Let $(X,\le)$ be a lattice. Which is the correct definition for Jordan-Dedekind condition:
1) all maximal chains in $X$ have the same cardinality.
2) for any interval $I$ in $X$, all maximal chains in $I$ have the same cardinality.
Are these equivalent?
Definition (1) seems to be more frequent. But in an old paper Jordan–Dedekind chain condition is defined with (2) for a finite lattice.

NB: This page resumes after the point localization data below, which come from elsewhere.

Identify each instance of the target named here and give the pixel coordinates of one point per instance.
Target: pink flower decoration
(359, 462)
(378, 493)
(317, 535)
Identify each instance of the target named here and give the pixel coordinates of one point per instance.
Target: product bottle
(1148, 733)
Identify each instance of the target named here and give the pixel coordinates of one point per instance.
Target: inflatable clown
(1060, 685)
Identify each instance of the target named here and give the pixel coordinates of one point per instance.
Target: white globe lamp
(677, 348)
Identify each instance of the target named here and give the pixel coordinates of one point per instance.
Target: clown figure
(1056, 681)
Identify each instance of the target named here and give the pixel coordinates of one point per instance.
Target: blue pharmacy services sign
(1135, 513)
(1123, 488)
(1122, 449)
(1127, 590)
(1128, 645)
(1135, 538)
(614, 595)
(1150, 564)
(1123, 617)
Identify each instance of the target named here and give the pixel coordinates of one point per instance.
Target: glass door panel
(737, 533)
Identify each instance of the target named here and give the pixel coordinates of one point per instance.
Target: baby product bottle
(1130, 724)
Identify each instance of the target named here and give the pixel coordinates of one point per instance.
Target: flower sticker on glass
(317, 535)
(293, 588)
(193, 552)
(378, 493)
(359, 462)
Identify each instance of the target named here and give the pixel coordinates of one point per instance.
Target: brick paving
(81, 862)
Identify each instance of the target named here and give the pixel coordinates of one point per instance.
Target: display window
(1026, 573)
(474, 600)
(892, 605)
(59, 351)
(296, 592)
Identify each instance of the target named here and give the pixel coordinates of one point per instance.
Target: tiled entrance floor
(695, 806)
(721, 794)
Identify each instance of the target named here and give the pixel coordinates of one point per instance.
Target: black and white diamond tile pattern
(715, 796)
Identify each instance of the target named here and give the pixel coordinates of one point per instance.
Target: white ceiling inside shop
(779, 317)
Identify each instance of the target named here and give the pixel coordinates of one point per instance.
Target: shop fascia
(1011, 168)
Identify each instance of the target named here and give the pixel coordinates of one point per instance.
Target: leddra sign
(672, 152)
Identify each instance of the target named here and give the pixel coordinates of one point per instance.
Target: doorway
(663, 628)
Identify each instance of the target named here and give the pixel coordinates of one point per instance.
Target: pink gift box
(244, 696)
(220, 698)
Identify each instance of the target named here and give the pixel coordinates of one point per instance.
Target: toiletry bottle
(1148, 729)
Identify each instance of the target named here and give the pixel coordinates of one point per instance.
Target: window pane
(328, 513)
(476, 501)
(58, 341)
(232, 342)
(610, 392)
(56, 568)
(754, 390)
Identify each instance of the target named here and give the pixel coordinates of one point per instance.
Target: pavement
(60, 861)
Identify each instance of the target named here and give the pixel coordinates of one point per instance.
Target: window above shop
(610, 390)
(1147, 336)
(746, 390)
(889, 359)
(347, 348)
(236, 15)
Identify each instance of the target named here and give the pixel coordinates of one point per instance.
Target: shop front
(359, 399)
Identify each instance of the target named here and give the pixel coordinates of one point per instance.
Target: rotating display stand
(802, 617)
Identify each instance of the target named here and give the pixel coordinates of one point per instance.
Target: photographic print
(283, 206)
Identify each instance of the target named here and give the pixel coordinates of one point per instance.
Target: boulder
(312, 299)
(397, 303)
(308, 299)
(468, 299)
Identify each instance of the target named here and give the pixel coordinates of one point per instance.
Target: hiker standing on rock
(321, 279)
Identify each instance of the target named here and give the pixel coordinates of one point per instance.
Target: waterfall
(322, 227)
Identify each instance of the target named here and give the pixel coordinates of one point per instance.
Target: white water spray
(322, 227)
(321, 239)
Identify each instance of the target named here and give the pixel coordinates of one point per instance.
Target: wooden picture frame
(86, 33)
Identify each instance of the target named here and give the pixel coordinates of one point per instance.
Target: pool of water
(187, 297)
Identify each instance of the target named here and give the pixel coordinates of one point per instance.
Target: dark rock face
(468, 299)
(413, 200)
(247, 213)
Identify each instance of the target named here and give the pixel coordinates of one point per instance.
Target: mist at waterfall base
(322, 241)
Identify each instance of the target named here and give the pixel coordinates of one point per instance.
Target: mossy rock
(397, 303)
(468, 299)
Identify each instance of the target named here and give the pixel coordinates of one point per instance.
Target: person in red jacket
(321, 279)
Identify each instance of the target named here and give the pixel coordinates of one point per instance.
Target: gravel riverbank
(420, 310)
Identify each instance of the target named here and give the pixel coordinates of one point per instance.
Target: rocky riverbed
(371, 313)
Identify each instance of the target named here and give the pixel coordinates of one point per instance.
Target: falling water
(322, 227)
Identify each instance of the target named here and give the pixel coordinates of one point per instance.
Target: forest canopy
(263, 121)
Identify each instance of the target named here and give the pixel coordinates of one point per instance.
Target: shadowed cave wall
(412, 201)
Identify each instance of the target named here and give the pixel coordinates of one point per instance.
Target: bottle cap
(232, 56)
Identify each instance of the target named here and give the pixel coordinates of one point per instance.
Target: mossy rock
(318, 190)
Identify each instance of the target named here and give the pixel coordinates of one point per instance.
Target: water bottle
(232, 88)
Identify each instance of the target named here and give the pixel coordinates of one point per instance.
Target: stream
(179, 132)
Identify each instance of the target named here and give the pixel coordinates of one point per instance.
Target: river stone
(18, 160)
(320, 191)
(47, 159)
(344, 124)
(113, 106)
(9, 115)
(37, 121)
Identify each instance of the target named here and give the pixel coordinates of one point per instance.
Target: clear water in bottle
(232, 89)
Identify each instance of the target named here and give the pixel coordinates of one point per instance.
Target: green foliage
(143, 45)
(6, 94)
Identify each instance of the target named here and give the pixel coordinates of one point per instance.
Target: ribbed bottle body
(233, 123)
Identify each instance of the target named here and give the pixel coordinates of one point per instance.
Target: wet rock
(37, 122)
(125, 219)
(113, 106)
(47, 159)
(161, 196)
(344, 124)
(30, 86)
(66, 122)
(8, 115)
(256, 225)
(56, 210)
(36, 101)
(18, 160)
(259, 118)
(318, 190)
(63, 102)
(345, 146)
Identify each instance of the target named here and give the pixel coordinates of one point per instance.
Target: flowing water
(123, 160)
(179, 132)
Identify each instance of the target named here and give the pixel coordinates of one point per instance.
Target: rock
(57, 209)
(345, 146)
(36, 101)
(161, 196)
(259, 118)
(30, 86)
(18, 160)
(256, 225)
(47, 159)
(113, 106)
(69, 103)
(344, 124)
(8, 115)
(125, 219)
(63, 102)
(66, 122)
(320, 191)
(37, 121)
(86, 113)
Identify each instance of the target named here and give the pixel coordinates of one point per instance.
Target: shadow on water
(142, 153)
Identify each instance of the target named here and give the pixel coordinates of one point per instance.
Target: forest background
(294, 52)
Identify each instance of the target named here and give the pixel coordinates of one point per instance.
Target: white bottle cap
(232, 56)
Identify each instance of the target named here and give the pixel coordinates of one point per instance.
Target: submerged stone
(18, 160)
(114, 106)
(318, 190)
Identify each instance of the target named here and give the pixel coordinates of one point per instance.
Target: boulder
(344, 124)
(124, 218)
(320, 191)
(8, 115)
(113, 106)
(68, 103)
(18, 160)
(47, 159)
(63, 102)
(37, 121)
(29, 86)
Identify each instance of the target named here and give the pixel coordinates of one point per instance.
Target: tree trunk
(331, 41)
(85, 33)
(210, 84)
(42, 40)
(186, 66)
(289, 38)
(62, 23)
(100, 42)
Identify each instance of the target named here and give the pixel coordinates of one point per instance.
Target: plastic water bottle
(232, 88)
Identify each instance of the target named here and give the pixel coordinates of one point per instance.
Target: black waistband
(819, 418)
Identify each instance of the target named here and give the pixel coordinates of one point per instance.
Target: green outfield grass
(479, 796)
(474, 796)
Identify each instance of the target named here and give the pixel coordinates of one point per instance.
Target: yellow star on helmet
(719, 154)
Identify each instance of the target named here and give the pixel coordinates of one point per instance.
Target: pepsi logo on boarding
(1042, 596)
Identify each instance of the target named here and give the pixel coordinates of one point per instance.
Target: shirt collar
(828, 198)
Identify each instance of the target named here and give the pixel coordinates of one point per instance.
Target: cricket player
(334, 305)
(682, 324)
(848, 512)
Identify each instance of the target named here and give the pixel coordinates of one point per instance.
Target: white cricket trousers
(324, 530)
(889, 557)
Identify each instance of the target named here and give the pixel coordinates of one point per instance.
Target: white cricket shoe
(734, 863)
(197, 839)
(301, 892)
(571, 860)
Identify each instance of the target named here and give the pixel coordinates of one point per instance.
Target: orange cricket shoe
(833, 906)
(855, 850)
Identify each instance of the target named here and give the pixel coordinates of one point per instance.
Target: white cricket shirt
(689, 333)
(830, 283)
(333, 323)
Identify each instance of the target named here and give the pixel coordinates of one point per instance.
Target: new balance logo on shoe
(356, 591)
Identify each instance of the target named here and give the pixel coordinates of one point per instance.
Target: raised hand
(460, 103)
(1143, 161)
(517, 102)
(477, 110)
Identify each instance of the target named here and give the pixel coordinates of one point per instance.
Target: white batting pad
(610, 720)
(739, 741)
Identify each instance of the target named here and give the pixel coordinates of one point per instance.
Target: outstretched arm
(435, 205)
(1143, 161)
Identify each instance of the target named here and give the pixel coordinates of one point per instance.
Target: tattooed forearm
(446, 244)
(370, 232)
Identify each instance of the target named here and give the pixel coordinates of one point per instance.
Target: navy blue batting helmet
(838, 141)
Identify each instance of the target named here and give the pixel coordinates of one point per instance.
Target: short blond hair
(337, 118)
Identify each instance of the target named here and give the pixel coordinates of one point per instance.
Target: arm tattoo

(1) does not imply (2). Consider $N_5$ lattice and add a countable chain $\omega$ to its top (the greatest element of $N_5$ and the least element of $\omega$ are glued together). Constructed lattice does not satisfy (2) because $N_5$ has two maximal chains of length $2$ and $3$ respectively. Nonetheless, this lattice has only two maximal chains and both of them are countable, so (1) holds.
(1) is called Jordan-Hölder condition in Grätzer's book, while (2) is called Jordan-Dedekind chain condition in Birkhoff's book and on wiki.
$Updated:$ In case of finite lattice (2) obviously implies (1). Assume that (2) does not hold: there exist two maximal chains $C_1, C_2$ in some interval $I = [a, b]$ such that $|C_1| \neq |C_2|$. Both of them are contained in some maximal chains $M_1, M_2$, which can be choosen such that $M_1 \setminus I = M_2 \setminus I$, since we can construct a maximal chains in $L$ containing $C_1$ and $C_2$ constructing maximal chains $A$ in $[0, a]$, $B$ in $[b, 1]$ and gluing them with $C_1$ and $C_2$ respectively. Hence $M_i \cap I = C_i$ and since $|M_i| < \infty$ we have $|M_1| \neq |M_2|$, so (1) implies (2).
I am not really sure about this proof, but it seems right. I'm also not familiar with the notion of supersolvability. It's better to wait for more reasonable answer.